Mais uma... HM125 Nampula, por José D'Abranches Leitão

Mais uma...
Fevereiro de 1971.
HM125 Nampula
Recordo a minha “estada” no Hospital Militar de Nampula HM125, numa cadeira de rodas, após uma intervenção cirúrgica aos pés, Seriam um mês vinte e seis, naquele Hospital.

Recordo-me que fui operado no dia 31 de Janeiro de 71, e ainda com “anestesia local”, (na altura não havia outra no bloco operatório e tive de assistir à operação!!!) e assim que me colocaram na cama fui parar ao chão pois tinham tirado as pernas da cama! 
Praxe esta que viria a ser continuada por mim, sempre que alguém vinha para o meu quarto, saído do bloco operatório.
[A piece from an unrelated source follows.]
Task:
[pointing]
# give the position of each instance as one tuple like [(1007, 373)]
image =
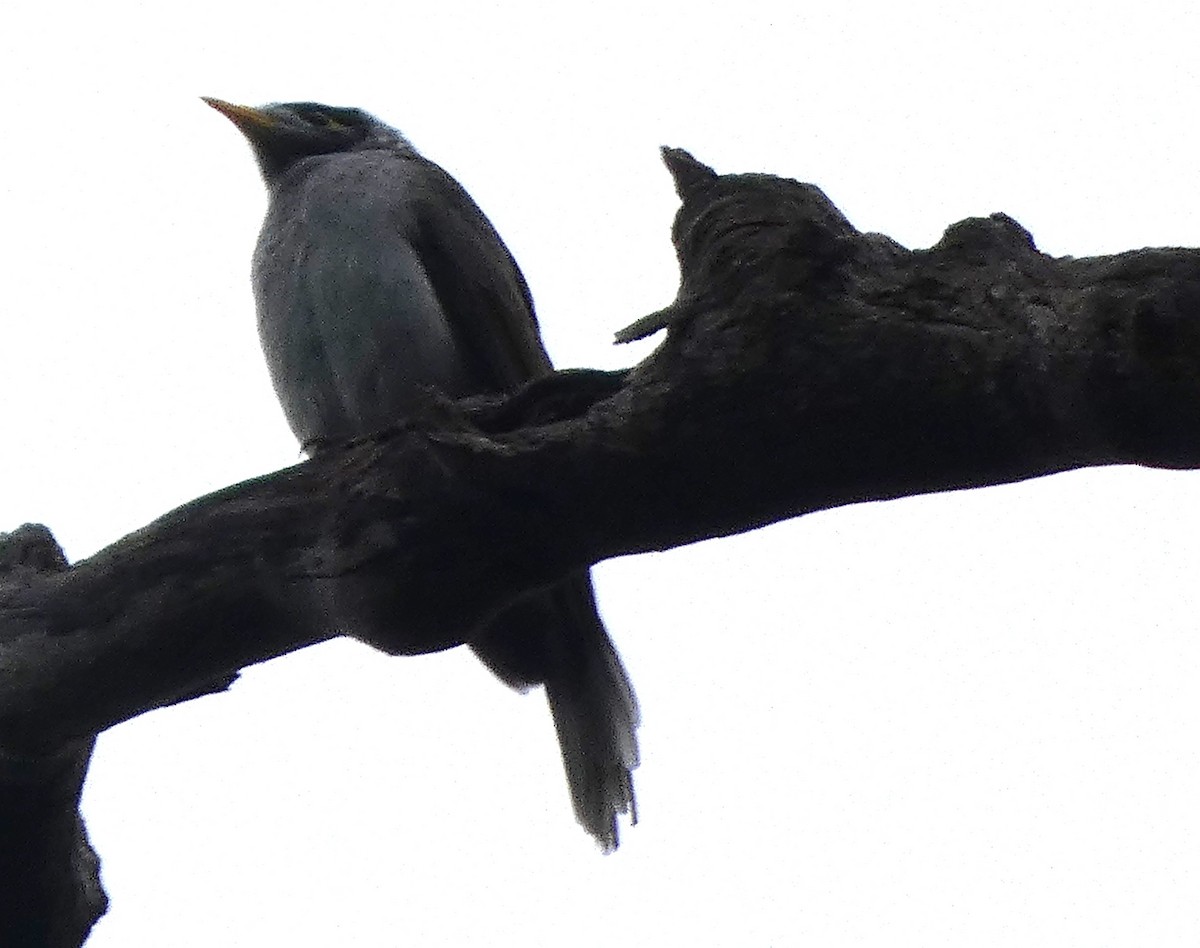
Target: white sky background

Nos primeiros dias, as “petidinas”, derivado da morfina atenuam, e de que maneira, as dores! 
Mas depressa me tornei um dependente desta maravilha que me deixava em extâse! 
Sentia-me a levitar!!! 
Que maravilha!

Ao fim do 3º dia, sou informado pelo Enfermeiro Henrique (de Coimbra) que não podia dar-me mais “petidinas”, por ordem do médico, pois estas eram necessárias para o pessoal que, diariamente chegava de heli, quer de Cabo Delgado, quer de Tete, quer do Niassa!!!

Foi o fim da “picada”! 
Sob a ameaça de que lhe daria um “tiro” logo que saísse do Hospital, lá condescendeu, a troco de umas cervejolas,  lá me continuou a “picar” de 6 em 6 horas!!! 
Que alívio!!! 
Parecia que estava no paraíso, embora encharcasse completamente o pijama e lençóis.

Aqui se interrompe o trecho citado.